Raes Jeroen, Korbel Jan O, Lercher Martin J, von Mering Christian, Bork Peer
European Molecular Biology Laboratory, Meyerhofstrasse 1, D-69117 Heidelberg, Germany.
Genome Biol. 2007;8(1):R10. doi: 10.1186/gb-2007-8-1-r10.
We introduce a novel computational approach to predict effective genome size (EGS; a measure that includes multiple plasmid copies, inserted sequences, and associated phages and viruses) from short sequencing reads of environmental genomics (or metagenomics) projects. We observe considerable EGS differences between environments and link this with ecologic complexity as well as species composition (for instance, the presence of eukaryotes). For example, we estimate EGS in a complex, organism-dense farm soil sample at about 6.3 megabases (Mb) whereas that of the bacteria therein is only 4.7 Mb; for bacteria in a nutrient-poor, organism-sparse ocean surface water sample, EGS is as low as 1.6 Mb. The method also permits evaluation of completion status and assembly bias in single-genome sequencing projects.

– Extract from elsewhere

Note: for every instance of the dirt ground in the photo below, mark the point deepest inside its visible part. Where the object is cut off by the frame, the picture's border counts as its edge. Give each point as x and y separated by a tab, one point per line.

我们引入了一种新颖的计算方法,可根据环境基因组学(或宏基因组学)项目的短测序读数预测有效基因组大小(EGS,一种包含多个质粒拷贝、插入序列以及相关噬菌体和病毒的度量)。我们观察到不同环境之间的EGS存在显著差异,并将其与生态复杂性以及物种组成(例如真核生物的存在)联系起来。例如,我们估计在一个复杂、生物密集的农田土壤样本中,EGS约为630万个碱基对(Mb),而其中细菌的EGS仅为470万个碱基对;对于贫营养、生物稀疏的海洋表层水样本中的细菌,EGS低至160万个碱基对。该方法还允许评估单基因组测序项目的完成状态和组装偏差。